So I should be able to use that node with Nami right? However when I make a transaction it fails like this. I’m sorry I have no idea what this is supposed to mean. Could somebody help me pointing out the steps I have to complete for this setup to be running?
Cardanoscan (the transaction number above is linked to it) says that it really should be there, but your node does not seem to know it. That’s why I would conclude not fully synced.
You can do cardano-cli query tip --mainnet to see the sync status.
Perhaps, you have to do export CARDANO_NODE_SOCKET_PATH="/run/cardano-node/socket" before that, so that cardano-cli knows, where to find the node.
Thanks you are right! I thought it was done since I synced for 1.5 days and the db folder size didn’t change in hours. It’s at 99.7%.
Sorry I know this is offtopic but I have also a minor issue with users. I currently have a user that’s in the group cardano and I set the same permissions for owner and group. However the socket file might reset after restart leading to a permission error for the socket. I’m thinking my approach to manage the users might be flawed. Is there a best practice for this issue?
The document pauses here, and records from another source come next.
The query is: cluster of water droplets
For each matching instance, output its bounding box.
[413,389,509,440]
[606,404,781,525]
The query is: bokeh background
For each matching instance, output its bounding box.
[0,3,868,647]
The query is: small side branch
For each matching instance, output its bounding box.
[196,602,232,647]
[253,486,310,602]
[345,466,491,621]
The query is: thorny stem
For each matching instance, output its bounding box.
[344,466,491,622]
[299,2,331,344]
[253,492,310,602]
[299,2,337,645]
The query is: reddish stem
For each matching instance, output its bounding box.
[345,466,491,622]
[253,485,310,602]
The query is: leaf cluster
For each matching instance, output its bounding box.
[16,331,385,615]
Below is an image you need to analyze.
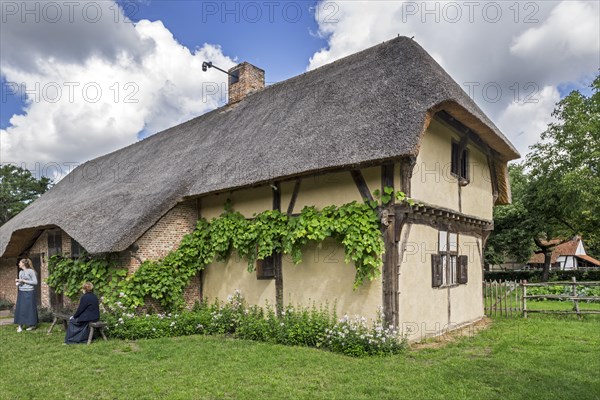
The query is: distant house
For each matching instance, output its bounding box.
[527,236,600,271]
[0,37,519,337]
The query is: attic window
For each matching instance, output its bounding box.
[450,141,469,182]
[71,238,85,258]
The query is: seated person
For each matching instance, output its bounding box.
[65,282,100,344]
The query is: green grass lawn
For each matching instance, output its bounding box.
[0,315,600,400]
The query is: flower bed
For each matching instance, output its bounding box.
[103,292,406,357]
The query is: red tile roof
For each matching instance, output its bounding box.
[575,254,600,267]
[528,236,580,264]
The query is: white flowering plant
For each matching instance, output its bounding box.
[105,291,406,357]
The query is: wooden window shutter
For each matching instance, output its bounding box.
[458,256,469,283]
[431,254,444,287]
[256,256,275,279]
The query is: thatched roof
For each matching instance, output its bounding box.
[0,37,519,256]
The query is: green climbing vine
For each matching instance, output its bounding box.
[46,253,127,298]
[48,188,406,310]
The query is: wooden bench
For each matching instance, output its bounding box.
[47,313,71,335]
[48,313,108,344]
[88,321,107,344]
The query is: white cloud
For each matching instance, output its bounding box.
[510,1,600,69]
[307,1,600,159]
[496,86,560,156]
[0,2,235,178]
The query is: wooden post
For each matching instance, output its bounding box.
[494,281,498,317]
[273,182,283,315]
[521,281,527,318]
[514,280,519,315]
[571,277,581,319]
[504,281,510,317]
[382,207,398,328]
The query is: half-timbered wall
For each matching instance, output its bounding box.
[201,167,381,318]
[411,118,494,220]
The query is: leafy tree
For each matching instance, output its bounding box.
[525,75,600,276]
[0,165,52,225]
[485,164,535,265]
[486,75,600,280]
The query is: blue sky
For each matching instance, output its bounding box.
[0,0,600,177]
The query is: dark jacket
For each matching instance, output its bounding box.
[73,292,100,322]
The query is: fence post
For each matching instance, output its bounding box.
[572,277,581,319]
[521,280,527,318]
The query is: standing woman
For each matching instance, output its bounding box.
[15,258,38,332]
[65,282,100,344]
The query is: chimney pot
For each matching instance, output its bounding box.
[228,62,265,104]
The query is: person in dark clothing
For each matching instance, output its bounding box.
[65,282,100,344]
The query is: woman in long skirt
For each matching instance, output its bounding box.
[15,258,38,332]
[65,282,100,344]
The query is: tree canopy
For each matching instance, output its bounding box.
[0,165,52,225]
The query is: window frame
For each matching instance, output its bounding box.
[46,228,63,258]
[256,256,275,280]
[450,139,471,182]
[431,230,468,288]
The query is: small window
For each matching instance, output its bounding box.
[71,238,85,258]
[431,231,468,287]
[256,256,275,279]
[48,229,62,257]
[451,142,469,180]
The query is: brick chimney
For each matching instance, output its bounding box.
[228,62,265,104]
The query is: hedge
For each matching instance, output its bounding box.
[483,270,600,282]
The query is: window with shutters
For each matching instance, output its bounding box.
[256,256,275,279]
[431,231,468,287]
[71,238,85,258]
[48,229,62,257]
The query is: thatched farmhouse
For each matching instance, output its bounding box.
[0,37,519,336]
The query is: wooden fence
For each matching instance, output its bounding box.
[483,277,600,318]
[483,280,523,317]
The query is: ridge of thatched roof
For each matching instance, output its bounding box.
[0,37,519,256]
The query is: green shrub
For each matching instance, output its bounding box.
[103,291,406,357]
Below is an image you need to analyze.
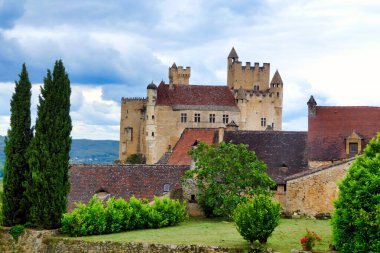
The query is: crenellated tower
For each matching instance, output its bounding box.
[227,48,283,130]
[145,81,157,164]
[227,48,270,90]
[169,62,191,85]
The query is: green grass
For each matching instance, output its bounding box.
[71,219,331,253]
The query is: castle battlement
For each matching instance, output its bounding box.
[121,97,146,104]
[169,63,191,85]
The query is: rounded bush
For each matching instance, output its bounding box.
[332,134,380,252]
[233,195,281,243]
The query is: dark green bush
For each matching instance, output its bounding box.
[61,195,107,236]
[233,195,281,243]
[332,133,380,253]
[9,225,25,241]
[106,198,133,233]
[61,196,187,236]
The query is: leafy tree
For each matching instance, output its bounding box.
[3,64,33,226]
[186,142,275,217]
[25,60,72,228]
[333,133,380,252]
[233,195,281,243]
[126,154,146,164]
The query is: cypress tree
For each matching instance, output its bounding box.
[26,60,72,229]
[3,63,33,226]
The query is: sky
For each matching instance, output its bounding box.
[0,0,380,140]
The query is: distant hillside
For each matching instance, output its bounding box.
[70,139,119,163]
[0,135,119,170]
Could be stuck. Check if the cardano-cli query tip --mainnet output changes at all. At least, slots and blocks should change. Percentages change very slowly in the more recent, more crowded part of the chain.
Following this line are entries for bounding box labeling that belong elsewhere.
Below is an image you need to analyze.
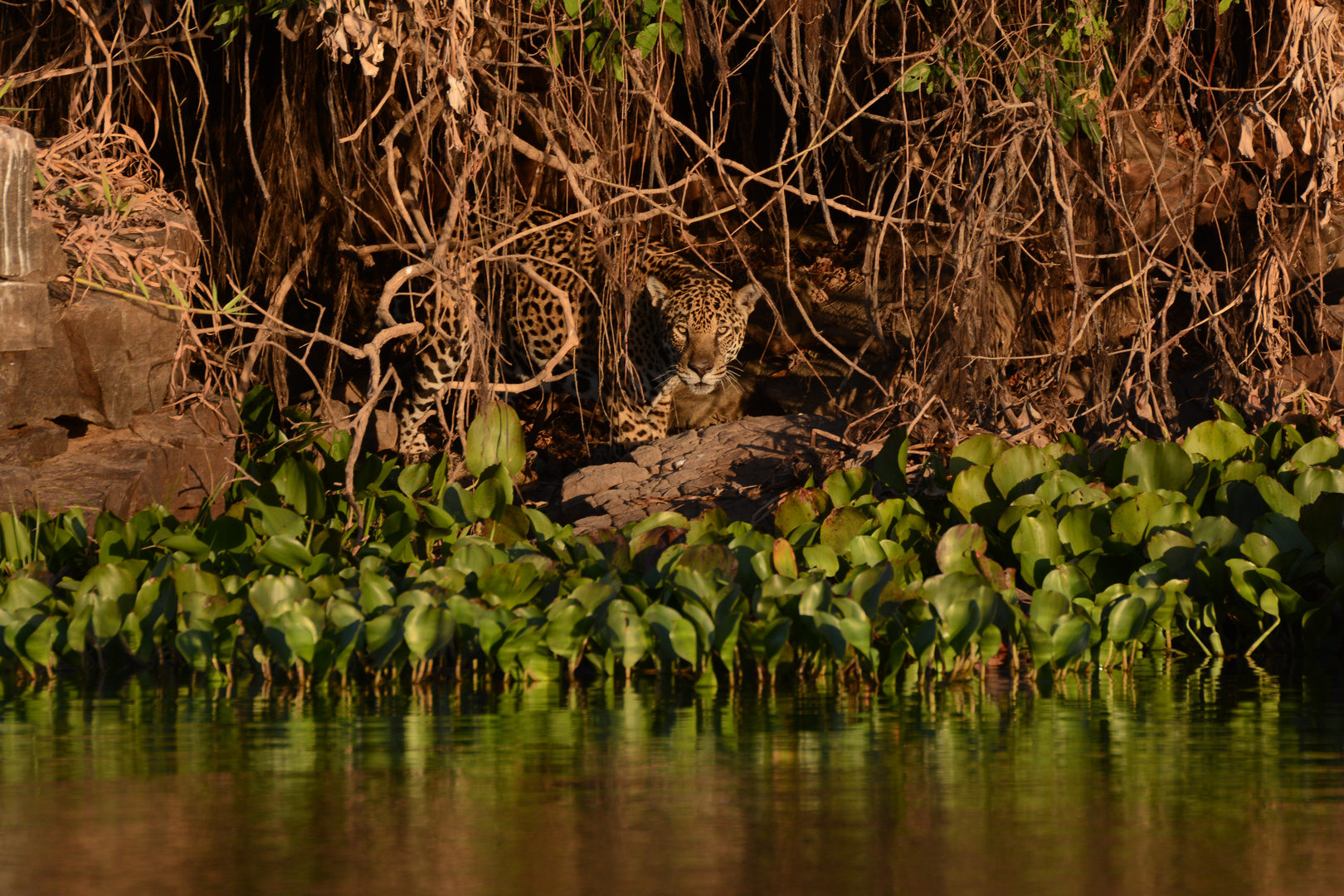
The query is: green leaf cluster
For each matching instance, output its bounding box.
[0,390,1344,688]
[533,0,685,83]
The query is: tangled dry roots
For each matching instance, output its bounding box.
[7,0,1344,448]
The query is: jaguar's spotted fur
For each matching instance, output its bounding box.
[398,212,761,455]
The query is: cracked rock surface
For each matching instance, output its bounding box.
[551,414,852,532]
[0,408,234,525]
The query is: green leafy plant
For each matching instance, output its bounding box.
[0,387,1344,689]
[533,0,685,82]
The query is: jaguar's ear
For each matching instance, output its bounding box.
[733,284,765,317]
[645,274,668,308]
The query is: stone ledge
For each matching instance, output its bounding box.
[553,414,854,532]
[0,408,234,523]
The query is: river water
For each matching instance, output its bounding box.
[0,661,1344,896]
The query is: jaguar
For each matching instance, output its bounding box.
[398,212,762,457]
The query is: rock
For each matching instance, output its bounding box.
[0,126,37,278]
[553,415,852,532]
[0,280,51,352]
[19,221,70,284]
[373,410,397,451]
[0,408,234,523]
[0,421,70,466]
[631,445,663,469]
[0,293,182,429]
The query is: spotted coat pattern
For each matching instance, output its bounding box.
[398,212,761,457]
Sorry, I don’t know. I just let the node and cardano-cli run as the same user.
It seems to create the socket with rwxr-xr-x. So, the group wouldn’t be allowed to write to it. But this might be because of my umask set to 0022.
To let the recreated socket be writable by a specific group, maybe ACLs would help. I’m doing that for things on my web server (files belonging to the user’s group, but also accessible, partly writable by www-data, which is the group the web server runs in).